Omer Regev,Omri Avrahami,Dani Lischinski
2024-09-13
Abstract:Recent advancements in generative models have revolutionized image generation and editing, making these tasks accessible to non-experts. This paper focuses on local image editing, particularly the task of adding new content to a loosely specified area. Existing methods often require a precise mask or a detailed description of the location, which can be cumbersome and prone to errors. We propose Click2Mask, a novel approach that simplifies the local editing process by requiring only a single point of reference (in addition to the content description). A mask is dynamically grown around this point during a Blended Latent Diffusion (BLD) process, guided by a masked CLIP-based semantic loss. Click2Mask surpasses the limitations of segmentation-based and fine-tuning dependent methods, offering a more user-friendly and contextually accurate solution. Our experiments demonstrate that Click2Mask not only minimizes user effort but also delivers competitive or superior local image manipulation results compared to SoTA methods, according to both human judgement and automatic metrics. Key contributions include the simplification of user input, the ability to freely add objects unconstrained by existing segments, and the integration potential of our dynamic mask approach within other editing methods.
Computer Vision and Pattern Recognition,Graphics,Machine Learning
What problem does this paper attempt to address?

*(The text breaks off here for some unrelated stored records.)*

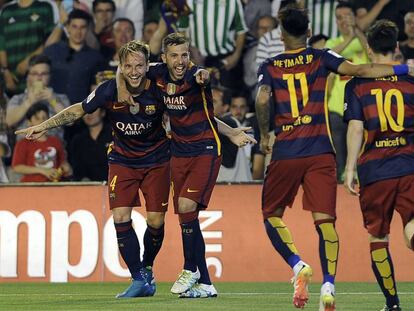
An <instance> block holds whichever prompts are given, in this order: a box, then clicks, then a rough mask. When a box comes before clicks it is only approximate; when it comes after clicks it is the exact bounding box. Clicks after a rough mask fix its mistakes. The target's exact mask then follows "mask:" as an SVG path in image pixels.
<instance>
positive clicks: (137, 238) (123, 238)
mask: <svg viewBox="0 0 414 311" xmlns="http://www.w3.org/2000/svg"><path fill="white" fill-rule="evenodd" d="M115 230H116V236H117V238H118V248H119V252H120V253H121V256H122V259H124V261H125V263H126V265H127V267H128V269H129V272H131V276H132V278H133V279H134V280H143V278H142V275H141V273H140V269H141V268H142V265H141V259H140V258H139V252H140V248H139V242H138V238H137V235H136V233H135V230H134V228H133V227H132V220H130V221H127V222H122V223H117V224H115Z"/></svg>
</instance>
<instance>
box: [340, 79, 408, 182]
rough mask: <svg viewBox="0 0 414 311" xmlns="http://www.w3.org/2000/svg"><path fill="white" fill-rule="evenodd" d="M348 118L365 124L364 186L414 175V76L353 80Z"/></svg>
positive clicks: (345, 89) (345, 115) (346, 97)
mask: <svg viewBox="0 0 414 311" xmlns="http://www.w3.org/2000/svg"><path fill="white" fill-rule="evenodd" d="M344 119H345V121H350V120H360V121H363V122H364V134H365V135H364V136H365V141H364V145H363V146H362V150H361V154H360V157H359V159H358V164H357V170H358V177H359V182H360V184H361V185H367V184H370V183H372V182H376V181H379V180H384V179H389V178H396V177H401V176H405V175H410V174H414V78H413V77H411V76H408V75H407V76H398V77H397V76H390V77H386V78H377V79H361V78H353V79H352V80H350V81H349V82H348V83H347V85H346V88H345V113H344Z"/></svg>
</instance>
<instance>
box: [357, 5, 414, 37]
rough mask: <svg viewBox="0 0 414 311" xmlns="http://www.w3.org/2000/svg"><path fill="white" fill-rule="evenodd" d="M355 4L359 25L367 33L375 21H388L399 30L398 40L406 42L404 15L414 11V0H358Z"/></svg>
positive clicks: (358, 23)
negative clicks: (404, 28)
mask: <svg viewBox="0 0 414 311" xmlns="http://www.w3.org/2000/svg"><path fill="white" fill-rule="evenodd" d="M354 2H355V9H356V16H357V25H358V27H359V28H360V29H361V30H362V31H365V30H367V29H368V27H369V26H370V25H372V24H373V23H374V21H376V20H379V19H388V20H391V21H393V22H394V23H395V24H396V25H397V27H398V29H399V33H398V40H399V41H400V40H404V39H405V35H404V15H405V14H406V13H407V12H409V11H412V10H414V1H412V0H408V1H407V0H358V1H354Z"/></svg>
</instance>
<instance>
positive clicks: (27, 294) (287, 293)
mask: <svg viewBox="0 0 414 311" xmlns="http://www.w3.org/2000/svg"><path fill="white" fill-rule="evenodd" d="M46 295H47V296H77V297H81V296H99V297H111V296H113V295H109V294H77V293H74V294H67V293H66V294H63V293H55V294H51V293H48V294H40V293H30V294H29V293H28V294H15V293H10V294H0V297H9V296H46ZM222 295H224V296H258V295H271V296H289V295H292V293H290V292H289V293H281V292H278V293H227V292H224V293H220V292H219V296H222ZM310 295H311V296H319V294H318V293H310ZM336 295H339V296H345V295H354V296H358V295H375V296H376V295H382V293H380V292H365V293H363V292H340V293H336ZM398 295H414V292H399V293H398ZM158 296H170V297H174V295H169V294H161V295H158Z"/></svg>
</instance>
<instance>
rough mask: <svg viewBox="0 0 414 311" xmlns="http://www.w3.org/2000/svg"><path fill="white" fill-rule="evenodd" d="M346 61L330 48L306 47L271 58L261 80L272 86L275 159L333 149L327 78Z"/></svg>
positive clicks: (327, 151)
mask: <svg viewBox="0 0 414 311" xmlns="http://www.w3.org/2000/svg"><path fill="white" fill-rule="evenodd" d="M343 61H344V59H343V58H342V57H340V56H339V55H337V54H335V53H334V52H332V51H330V50H318V49H313V48H303V49H299V50H294V51H288V52H284V53H281V54H278V55H276V56H275V57H272V58H269V59H267V60H266V61H265V62H264V63H263V64H262V65H261V68H260V69H259V84H267V85H270V86H271V88H272V95H273V98H274V103H275V119H274V126H275V134H276V137H277V138H276V142H275V145H274V149H273V155H272V158H273V159H277V160H281V159H290V158H301V157H307V156H313V155H318V154H323V153H333V152H334V149H333V147H332V143H331V138H330V133H329V129H328V124H327V123H328V122H327V98H326V84H327V83H326V82H327V77H328V75H329V73H330V72H331V71H333V72H336V71H337V68H338V67H339V65H340V64H341V63H342V62H343Z"/></svg>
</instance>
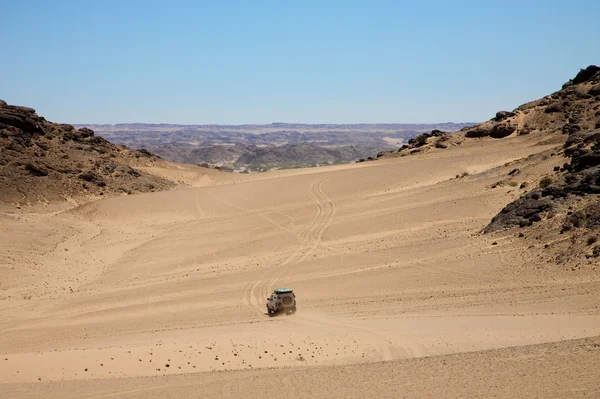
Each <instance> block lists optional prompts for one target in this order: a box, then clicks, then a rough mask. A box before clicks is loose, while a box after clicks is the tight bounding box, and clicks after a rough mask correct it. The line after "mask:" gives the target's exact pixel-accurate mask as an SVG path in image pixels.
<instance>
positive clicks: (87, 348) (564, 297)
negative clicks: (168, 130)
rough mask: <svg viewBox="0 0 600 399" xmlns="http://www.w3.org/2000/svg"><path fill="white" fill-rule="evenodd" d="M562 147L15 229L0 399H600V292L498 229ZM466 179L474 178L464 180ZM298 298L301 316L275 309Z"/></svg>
mask: <svg viewBox="0 0 600 399" xmlns="http://www.w3.org/2000/svg"><path fill="white" fill-rule="evenodd" d="M559 144H561V143H559V142H558V141H556V140H554V141H553V140H552V139H549V138H548V136H546V135H536V134H531V135H529V136H518V137H510V138H506V139H504V140H499V141H484V140H482V141H479V140H473V141H470V142H465V143H464V144H463V145H461V146H456V147H451V148H448V149H447V150H444V151H433V152H429V153H425V154H420V155H415V156H408V157H399V158H393V159H385V160H379V161H376V162H366V163H361V164H353V165H343V166H332V167H321V168H312V169H302V170H293V171H277V172H269V173H265V174H257V175H235V174H226V173H218V172H216V171H206V170H202V169H200V168H194V167H189V168H188V167H183V166H182V167H179V168H175V167H173V168H170V169H164V170H151V169H150V168H148V170H146V171H147V172H151V173H154V174H162V175H163V176H167V175H168V176H170V177H171V178H174V177H175V178H177V179H179V180H185V181H187V182H188V183H190V184H191V185H193V186H194V187H191V188H186V189H176V190H172V191H166V192H156V193H146V194H138V195H131V196H126V195H125V196H119V197H113V198H107V199H102V200H98V201H95V202H90V203H87V204H84V205H81V206H78V207H71V208H70V209H68V210H62V211H60V212H59V211H55V212H50V211H49V210H48V209H46V210H43V209H41V208H36V209H37V210H36V211H35V212H31V211H15V210H6V211H5V212H4V213H2V214H0V222H1V223H0V243H2V245H1V246H0V259H1V261H0V262H1V263H2V268H0V279H1V285H0V314H1V315H2V318H1V320H0V397H3V398H5V397H6V398H31V397H46V398H54V397H56V398H81V399H83V398H90V399H91V398H105V397H128V398H137V397H139V398H148V397H161V398H176V397H219V396H233V397H242V396H246V397H266V396H270V395H271V394H269V392H271V393H272V392H273V391H274V390H277V391H278V393H279V395H278V396H281V395H283V396H284V397H311V396H320V397H365V396H367V397H368V396H372V397H444V396H457V397H461V396H462V397H482V396H483V397H485V396H487V397H489V396H492V395H493V394H496V395H499V396H502V397H520V398H522V397H544V396H553V397H598V396H600V388H599V385H598V383H597V381H598V379H599V378H600V370H599V369H598V368H597V367H596V366H597V365H598V364H599V363H600V338H596V337H598V336H600V297H599V296H598V292H599V291H600V282H599V279H598V276H599V275H598V271H597V270H596V269H597V268H596V266H593V265H592V266H586V267H580V268H578V269H577V270H576V271H574V270H572V268H571V267H567V266H565V265H557V264H556V263H553V262H552V261H551V260H550V259H549V258H550V257H551V255H552V254H551V253H549V251H551V250H548V249H545V245H546V244H547V242H546V241H545V238H544V236H543V235H536V234H538V233H535V232H534V231H533V230H532V231H531V234H530V232H529V231H528V230H527V229H523V230H521V231H523V232H524V237H518V236H517V232H515V231H507V232H503V233H502V232H501V233H494V234H485V235H484V234H481V233H480V231H481V230H482V229H483V227H485V225H486V224H487V223H489V221H490V219H491V218H492V217H493V216H494V215H495V214H496V213H497V212H498V211H499V210H500V209H501V208H502V207H503V206H504V205H505V204H506V203H508V202H510V201H511V200H513V199H515V198H517V197H518V196H519V195H520V194H521V193H522V191H523V190H522V189H520V188H519V185H518V184H507V185H494V183H496V182H497V181H499V180H502V179H506V178H507V176H508V173H509V172H510V171H511V170H513V169H514V168H519V169H520V171H521V173H520V175H519V176H518V178H517V179H516V180H515V183H521V182H530V183H532V182H533V183H534V184H535V183H536V182H537V181H538V180H539V178H540V176H542V175H543V174H544V173H545V172H546V171H547V170H552V168H553V167H554V166H557V165H560V164H562V162H564V160H563V159H560V157H558V156H552V151H553V150H554V149H555V148H556V147H557V146H558V145H559ZM457 176H458V177H457ZM280 286H283V287H291V288H293V289H294V291H295V292H296V295H297V300H298V312H297V313H296V314H295V315H292V316H279V317H273V318H269V317H268V316H267V315H266V314H265V298H266V297H267V296H268V295H269V293H270V292H271V291H272V290H273V289H274V288H277V287H280Z"/></svg>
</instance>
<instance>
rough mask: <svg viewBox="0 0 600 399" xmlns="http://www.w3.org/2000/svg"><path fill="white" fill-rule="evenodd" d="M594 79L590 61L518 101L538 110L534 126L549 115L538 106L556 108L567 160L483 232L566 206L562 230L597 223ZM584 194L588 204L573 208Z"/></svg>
mask: <svg viewBox="0 0 600 399" xmlns="http://www.w3.org/2000/svg"><path fill="white" fill-rule="evenodd" d="M598 82H600V68H599V67H596V66H590V67H588V68H586V69H584V70H582V71H580V72H579V73H578V74H577V76H576V77H575V78H574V79H573V80H571V81H569V82H567V83H566V84H565V85H564V86H563V90H561V91H559V92H557V93H554V94H553V95H551V96H548V97H546V98H544V99H542V100H538V101H535V102H533V103H530V104H529V105H526V106H523V107H520V109H521V110H527V109H529V110H531V109H536V110H537V112H538V113H537V117H538V125H537V126H534V127H535V128H537V129H538V130H541V129H543V128H544V127H545V126H546V125H547V124H548V123H549V120H548V119H544V118H539V115H540V111H543V113H544V114H546V115H554V114H558V119H554V120H555V121H557V122H559V123H560V122H564V123H563V125H562V127H561V129H560V131H561V132H562V133H563V134H564V135H565V136H566V139H565V142H564V145H563V151H564V156H565V157H566V158H568V160H569V162H568V163H565V164H564V166H563V167H562V168H560V167H558V166H557V167H556V168H555V169H554V170H555V171H557V172H559V173H560V174H559V175H558V178H556V179H552V180H550V179H548V180H546V179H542V181H540V186H539V187H538V188H536V189H535V190H534V192H533V193H529V194H527V195H524V196H523V197H521V198H519V199H517V200H515V201H513V202H511V203H510V204H508V205H507V206H506V207H505V208H504V209H503V210H502V211H501V212H500V213H498V215H496V216H495V217H494V218H493V219H492V221H491V222H490V224H489V225H488V226H487V227H486V228H485V229H484V232H486V233H490V232H493V231H498V230H503V229H507V228H511V227H514V226H519V227H524V226H529V225H531V224H533V223H535V222H538V221H540V220H542V217H541V216H542V215H543V214H544V212H548V211H550V210H552V211H556V212H560V211H564V210H565V209H568V211H567V212H566V215H567V216H566V218H565V220H566V222H565V224H564V226H563V231H565V230H570V229H572V228H579V227H586V228H599V227H600V129H599V128H598V127H596V126H597V123H593V120H594V118H596V117H597V116H598V115H596V114H598V113H599V111H598V110H599V109H600V101H598V100H597V99H596V98H595V97H592V95H591V94H592V93H596V91H595V90H596V87H597V83H598ZM504 118H505V116H504ZM539 124H543V125H542V126H539ZM496 126H497V125H496ZM473 130H477V129H473ZM584 198H585V203H586V204H587V205H586V207H585V208H584V209H577V208H578V207H579V206H580V205H578V204H579V202H580V201H579V200H580V199H584ZM577 199H579V200H577ZM574 200H576V201H574Z"/></svg>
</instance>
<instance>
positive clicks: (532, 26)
mask: <svg viewBox="0 0 600 399" xmlns="http://www.w3.org/2000/svg"><path fill="white" fill-rule="evenodd" d="M0 12H1V13H2V18H1V19H2V24H0V38H1V40H0V98H1V99H4V100H5V101H7V102H8V103H9V104H19V105H26V106H31V107H33V108H35V109H37V110H38V114H40V115H43V116H45V117H46V118H47V119H49V120H52V121H57V122H69V123H119V122H164V123H232V124H241V123H271V122H305V123H358V122H400V123H402V122H406V123H416V122H446V121H454V122H461V121H483V120H487V119H489V118H490V117H491V116H493V114H494V113H495V112H496V111H498V110H501V109H512V108H515V107H516V106H518V105H520V104H521V103H523V102H526V101H529V100H533V99H536V98H539V97H541V96H543V95H546V94H549V93H551V92H553V91H555V90H558V89H559V88H560V86H561V84H562V83H564V82H565V81H567V80H568V79H570V78H571V77H573V76H574V75H575V74H576V73H577V71H578V70H579V68H582V67H586V66H588V65H589V64H600V24H599V23H598V16H599V15H600V1H597V0H592V1H569V2H566V1H552V0H548V1H525V0H523V1H481V0H480V1H458V0H456V1H441V0H438V1H425V0H423V1H351V0H346V1H310V0H303V1H225V0H224V1H211V2H203V1H183V2H181V1H179V2H178V1H170V2H164V1H160V2H159V1H156V2H154V1H125V0H121V1H97V2H96V1H94V2H93V1H60V0H56V1H35V0H29V1H14V0H0Z"/></svg>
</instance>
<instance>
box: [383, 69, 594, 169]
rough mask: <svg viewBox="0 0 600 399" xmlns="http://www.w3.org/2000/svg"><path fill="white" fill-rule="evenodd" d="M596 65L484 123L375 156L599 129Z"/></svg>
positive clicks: (408, 143) (430, 136) (499, 111)
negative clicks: (522, 103) (518, 136)
mask: <svg viewBox="0 0 600 399" xmlns="http://www.w3.org/2000/svg"><path fill="white" fill-rule="evenodd" d="M598 69H599V67H597V66H594V65H591V66H589V67H588V68H585V69H583V70H581V71H580V72H579V73H578V74H577V76H576V77H575V78H573V79H572V80H570V81H568V82H567V83H565V84H564V85H563V87H562V89H561V90H559V91H557V92H555V93H552V94H550V95H548V96H545V97H543V98H541V99H539V100H536V101H532V102H529V103H526V104H523V105H521V106H520V107H518V108H516V109H514V110H512V111H499V112H497V113H496V115H495V116H494V117H493V118H492V119H490V120H489V121H487V122H484V123H481V124H478V125H475V126H468V127H465V128H463V129H461V130H460V131H458V132H457V133H456V134H453V135H451V136H449V135H447V134H444V133H443V132H441V131H440V130H434V131H433V132H432V133H425V134H422V135H420V136H418V137H416V138H414V139H412V140H409V142H408V144H406V145H404V146H402V147H401V148H400V149H399V150H397V151H385V152H381V153H380V154H379V155H378V157H379V158H382V157H384V158H385V157H395V156H406V155H411V154H416V153H423V152H428V151H431V150H433V149H444V148H448V147H449V146H457V145H461V144H462V143H463V142H464V140H468V139H502V138H505V137H509V136H514V135H527V134H531V133H543V134H545V135H548V137H549V138H550V137H562V139H561V140H562V141H564V140H566V137H568V135H571V134H574V133H578V132H581V131H586V130H590V129H595V128H600V82H599V80H598Z"/></svg>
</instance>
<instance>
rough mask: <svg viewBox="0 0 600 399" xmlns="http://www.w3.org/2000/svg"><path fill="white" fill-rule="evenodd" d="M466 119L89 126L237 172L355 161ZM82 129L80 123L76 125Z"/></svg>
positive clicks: (158, 124) (319, 164)
mask: <svg viewBox="0 0 600 399" xmlns="http://www.w3.org/2000/svg"><path fill="white" fill-rule="evenodd" d="M470 125H471V124H467V123H438V124H394V123H385V124H342V125H336V124H316V125H315V124H313V125H311V124H300V123H272V124H269V125H169V124H140V123H127V124H117V125H87V126H89V127H92V128H94V129H95V130H96V131H98V132H99V133H100V134H101V135H102V136H104V137H106V138H107V139H108V140H110V141H112V142H115V143H120V144H124V145H127V146H130V147H132V148H144V149H147V150H149V151H151V152H153V153H156V154H158V155H160V156H161V157H163V158H164V159H168V160H170V161H173V162H181V163H190V164H207V165H211V166H220V167H226V168H232V169H238V170H245V169H251V170H265V169H273V168H297V167H306V166H314V165H324V164H332V163H346V162H353V161H356V160H358V159H361V158H368V157H373V156H375V155H376V154H377V153H378V152H380V151H382V150H392V149H398V148H399V147H400V146H401V145H402V144H403V143H405V142H406V141H407V140H409V139H410V138H413V137H415V136H417V135H419V134H421V133H423V132H426V131H431V130H433V129H441V130H444V131H446V132H453V131H457V130H459V129H461V128H463V127H465V126H470ZM78 126H81V127H83V126H84V125H78Z"/></svg>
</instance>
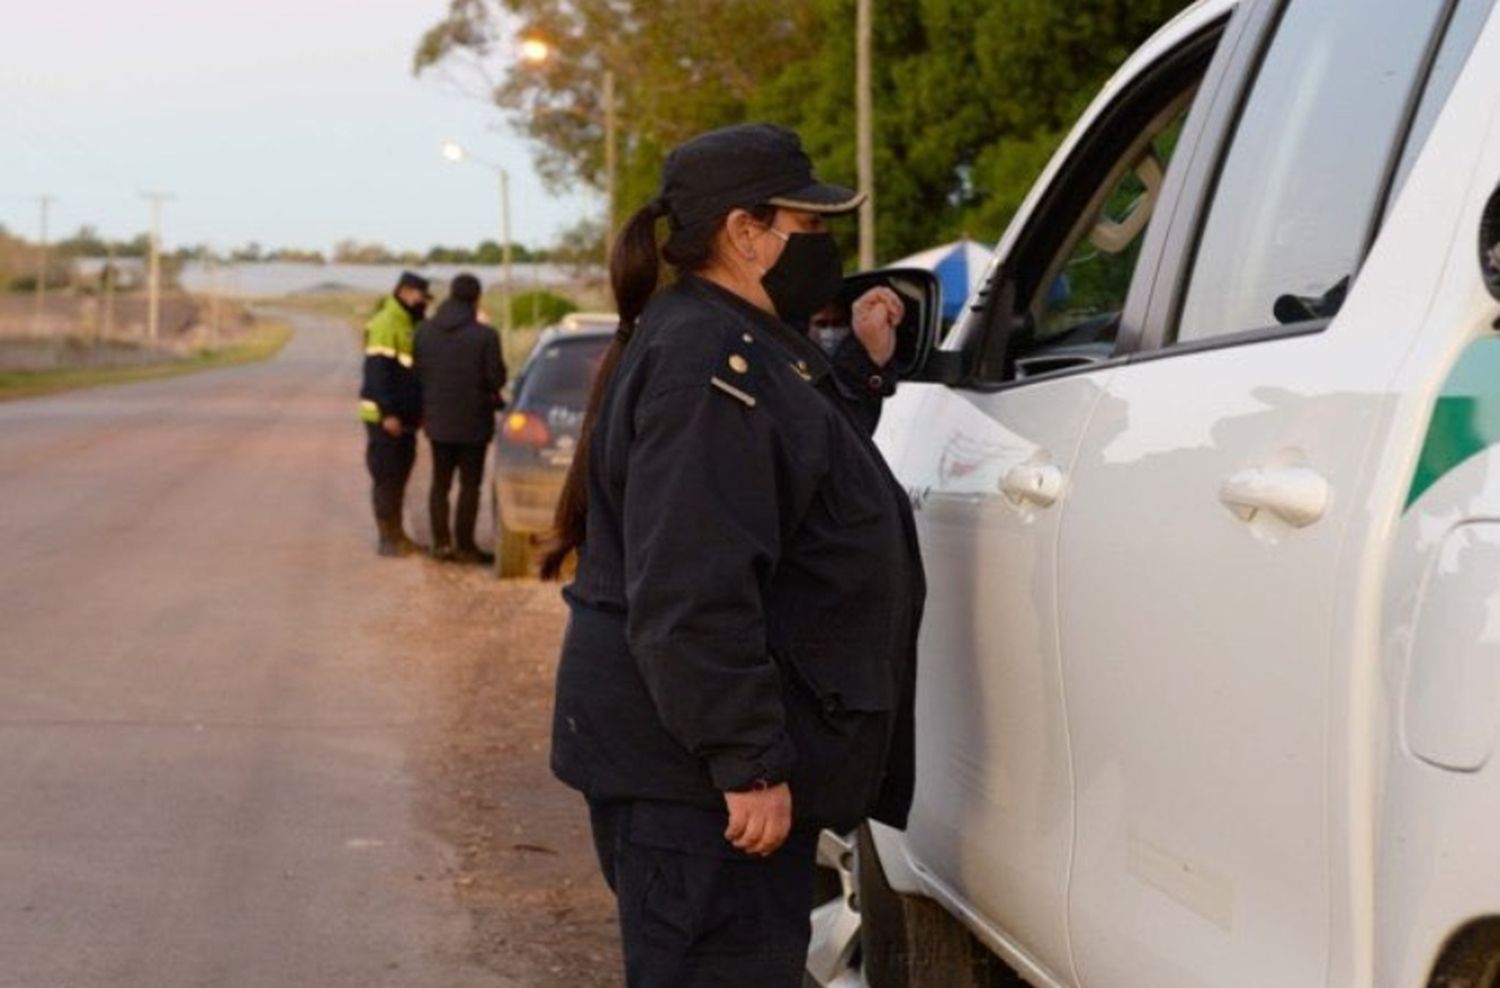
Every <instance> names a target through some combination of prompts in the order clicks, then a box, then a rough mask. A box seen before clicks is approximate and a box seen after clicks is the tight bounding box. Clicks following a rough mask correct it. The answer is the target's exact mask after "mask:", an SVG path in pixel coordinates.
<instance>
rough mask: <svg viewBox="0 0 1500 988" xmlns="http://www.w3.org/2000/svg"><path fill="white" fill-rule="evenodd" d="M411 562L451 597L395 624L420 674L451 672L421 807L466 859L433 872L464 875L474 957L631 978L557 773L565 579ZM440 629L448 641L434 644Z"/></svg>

### What problems does this paper attempt to solve? This paper aims to solve several key problems in local image editing: 1. **Simplify user input**: - Existing methods usually require users to provide precise masks or detailed area descriptions, which are both cumbersome and error - prone. For example, users need to provide a precise mask to specify the area to be edited, or describe the editing location in detail through natural language. - **Click2Mask** proposes a new method. Only a reference point (for example, through a mouse click) needs to be provided by the user, combined with a content description, to achieve local image editing. This method greatly simplifies the user input process. 2. **Improve editing precision and flexibility**: - Existing methods are often limited by the boundaries of existing objects or segmented areas when adding new content, resulting in the inability to freely add unconstrained new objects. - **Click2Mask** can flexibly add new objects without relying on existing segmentation by dynamically generating masks, and ensure the precision and context - relevance of the editing area. 3. **Improve the quality of editing results**: - Existing methods may produce unexpected results when dealing with complex scenes, such as global modification, editing not as expected, or incorrect modification of other objects. - **Click2Mask** uses Blended Latent Diffusion (BLD) and an Alpha - CLIP - based semantic loss function to ensure that the editing results not only conform to the user's intention but also have a high sense of reality and visual quality. 4. **Reduce user burden**: - Users no longer need to provide complex masks or detailed editing instructions. They can complete high - quality local image editing simply by clicking and providing a brief text description. In summary, **Click2Mask** mainly solves the problems of complex user input, poor editing flexibility, and uncontrollable editing results in existing local image editing methods, and provides a more concise, flexible, and high - quality solution.